James and Peter will be travelling to Bordeaux to taste the 2022 from 30 leading Chateaux, and on return, they will compile a detailed review of the tastings and compose a list of where they believe the best investments will lie. We're also telling you this because we can offer sound independent advice, whether you want to invest in wine or want to get a return from your previous investments. Paul will not be travelling as he is staying behind to oversee the progress of the new premises; however, he's always available to discuss anything wine/investment related, and if you've wine stored in Bond in the UK and want to bring it back, he's the guy to go to.
If you are interested in En Primeur 2022, please let us know.
WHAT THEY'LL BE TASTING
James and Peter have a very intense 3 days of wine tastings lined up for them. Monday will see them taste the 2022 vintage from impressive Chateaux such as, Carmes Haut Brion, Haut Bailly, Domaine de Chevalier, Smith Haut Lafitte, Fieuzal, Lascombes, Margaux, Giscours, Palmer, Brane Cantenac. Tuesday is even more intense as they will be tasting wines from Vieux Chateau Certan, Evangile, Eglise Clinet, Nenin, Leoville Las Cases, Clos du Marquis, Figeac, Cheval Blanc, Le Pin, Troplong Mondot, Ausone, Beau Sejour Becot, Canon, Fonplegade and Pavie. Wednesday they will have the pleasure of produce from Grand Puy Lacoste, Clerc Millon, Mouton Rothschild, Pichon Baron, Lynch Bages, Pontet Canet and Langoa Barton.
According to a survey of wine merchants conducted by Live-Ex on En Primeur 2021, the five most popular wines – irrespective of price – were Margaux, Lafite Rothschild, Figeac, Cheval Blanc and Ausone, while the top ten wines that offered the most value were listed as Langoa Barton, Brane Cantenac, Grand Puy Lacosts, Domaine de Chevalier, Batailley, Beychevelle, d’Issan, Haut Bailly, Talbot and Brancaire Ducru. They're super lucky to have the opportunity to sample the 2022. Needless to say that those of us staying put are not the slightest bit envious at all; we're also pretty sure it may take some time for a detailed review to be compiled!!
Pierre Daquery - Les Vin De Crus - Vintage Recap
The vintage has been the hottest in decades – we had more than 20 days over 40°C during summer. It could have reminded us of 2003 but a few things were different and saved the 2022:
- Fresh nights – even though some days were still very warm at night, we had some fresh nights and managed to keep the grapes cool for a few hours
- Great terroirs – luckily enough, we have a natural acidity in the soil in Bordeaux. Limestone or gravel tend to bring freshness directly from the soils to the grapes – bringing a naturally low pH to the juices. Also, with the years getting warmer, it seems the vineyard has been adapting to hotter climate. Reacting better to heat waves.

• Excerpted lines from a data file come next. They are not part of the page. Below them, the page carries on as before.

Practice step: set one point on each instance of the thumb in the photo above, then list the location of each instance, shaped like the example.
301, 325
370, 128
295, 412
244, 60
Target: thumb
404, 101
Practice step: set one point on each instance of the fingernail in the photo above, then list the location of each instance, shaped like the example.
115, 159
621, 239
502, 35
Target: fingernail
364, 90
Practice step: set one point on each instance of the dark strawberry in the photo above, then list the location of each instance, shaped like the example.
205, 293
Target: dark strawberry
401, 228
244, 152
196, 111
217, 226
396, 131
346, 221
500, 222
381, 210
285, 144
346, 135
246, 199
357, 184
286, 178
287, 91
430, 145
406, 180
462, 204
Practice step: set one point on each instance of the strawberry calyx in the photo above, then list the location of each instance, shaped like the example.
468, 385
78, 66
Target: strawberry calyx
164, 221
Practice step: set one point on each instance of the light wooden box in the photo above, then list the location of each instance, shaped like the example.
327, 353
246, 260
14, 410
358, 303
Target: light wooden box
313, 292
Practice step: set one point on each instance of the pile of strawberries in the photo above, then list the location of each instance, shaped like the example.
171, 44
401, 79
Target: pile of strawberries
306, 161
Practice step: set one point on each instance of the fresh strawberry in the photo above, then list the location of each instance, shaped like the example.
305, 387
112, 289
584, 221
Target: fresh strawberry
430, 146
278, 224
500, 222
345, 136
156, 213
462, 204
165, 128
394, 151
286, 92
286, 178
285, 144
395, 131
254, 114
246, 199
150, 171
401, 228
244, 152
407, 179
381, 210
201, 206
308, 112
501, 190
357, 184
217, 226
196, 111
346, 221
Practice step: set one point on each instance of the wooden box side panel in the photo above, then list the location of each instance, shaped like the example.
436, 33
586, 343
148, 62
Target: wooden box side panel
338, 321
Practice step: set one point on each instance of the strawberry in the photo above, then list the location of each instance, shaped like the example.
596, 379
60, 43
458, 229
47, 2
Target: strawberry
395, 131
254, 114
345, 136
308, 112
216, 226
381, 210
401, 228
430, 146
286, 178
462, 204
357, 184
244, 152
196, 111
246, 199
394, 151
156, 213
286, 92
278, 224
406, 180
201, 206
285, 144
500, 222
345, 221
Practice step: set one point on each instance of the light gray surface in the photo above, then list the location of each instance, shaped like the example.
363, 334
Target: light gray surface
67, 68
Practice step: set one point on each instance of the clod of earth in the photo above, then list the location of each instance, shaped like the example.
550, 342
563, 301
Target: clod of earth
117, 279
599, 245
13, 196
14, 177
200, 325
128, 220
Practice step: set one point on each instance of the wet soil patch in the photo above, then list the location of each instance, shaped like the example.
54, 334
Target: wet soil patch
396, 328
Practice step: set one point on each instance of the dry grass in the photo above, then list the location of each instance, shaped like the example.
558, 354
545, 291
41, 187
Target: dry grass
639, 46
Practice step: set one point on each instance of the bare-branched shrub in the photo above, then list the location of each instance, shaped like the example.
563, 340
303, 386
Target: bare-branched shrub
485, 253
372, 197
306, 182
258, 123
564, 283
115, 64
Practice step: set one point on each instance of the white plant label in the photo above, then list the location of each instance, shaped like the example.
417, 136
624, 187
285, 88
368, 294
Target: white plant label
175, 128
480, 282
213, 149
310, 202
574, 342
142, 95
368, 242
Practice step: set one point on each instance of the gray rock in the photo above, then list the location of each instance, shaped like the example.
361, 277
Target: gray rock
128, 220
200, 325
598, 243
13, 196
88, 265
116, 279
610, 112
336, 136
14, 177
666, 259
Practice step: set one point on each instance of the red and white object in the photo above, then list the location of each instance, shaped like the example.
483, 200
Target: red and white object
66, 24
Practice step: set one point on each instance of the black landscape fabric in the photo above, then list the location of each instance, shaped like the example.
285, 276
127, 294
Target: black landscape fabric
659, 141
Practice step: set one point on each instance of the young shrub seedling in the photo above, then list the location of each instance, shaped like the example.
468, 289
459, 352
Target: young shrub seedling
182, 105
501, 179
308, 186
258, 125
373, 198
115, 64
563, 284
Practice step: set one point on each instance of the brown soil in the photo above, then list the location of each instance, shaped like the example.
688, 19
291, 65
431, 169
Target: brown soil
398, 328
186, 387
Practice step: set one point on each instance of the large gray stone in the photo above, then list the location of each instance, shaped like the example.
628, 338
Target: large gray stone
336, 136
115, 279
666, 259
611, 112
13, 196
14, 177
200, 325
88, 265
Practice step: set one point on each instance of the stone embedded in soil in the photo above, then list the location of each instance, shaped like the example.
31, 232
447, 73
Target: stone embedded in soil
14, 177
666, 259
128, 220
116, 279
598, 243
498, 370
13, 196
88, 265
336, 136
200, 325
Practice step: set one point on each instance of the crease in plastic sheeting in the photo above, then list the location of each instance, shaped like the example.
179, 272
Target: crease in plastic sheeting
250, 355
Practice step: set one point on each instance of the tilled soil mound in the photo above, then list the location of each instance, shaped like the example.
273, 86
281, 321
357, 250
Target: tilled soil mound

- Technics – since 2003, a lot has evolved in the way of making wines. A lot of research has been done, technologies developed, both in the vineyard but also in the cellar, to be closer to the terroir and understand it better. We have never made wines so precise, understood nature so well.
As a global result, the wines are as never seen before. From what I have already tasted (my family property, Château Teyssier in Montagne St Emilion included), juices are already velvety, with polished tannins. Yet, on the best terroirs – specially with limestone – you can find this freshness, minerality, sign of aging potential. The 2022 will be ready to be drunk at an early stage, with its dense body, ripe characteristic and smoothness, but also will have the acidic level to be kept and evolve in the most beautiful way.
The quantities on the right bank – specially on the Plateau of St Emilion – are particularly good. Pomerol has had smaller yields but also other properties in St Emilion on sand-based terroirs. Left bank is heterogeneous in term of yield – average in St Julien is 35 hl/ha for example, Margaux has been producing a very small amount of grapes when some Châteaux up North Medoc have had decent yields.
It is really a legendary vintage, never seen before, a UFO. Even though we can already predict – because of its quality but also small yield in general – that prices will go up, it is definitely a vintage that is worth investing in. Already certain the journalists’ points will follow and comments will be glorious.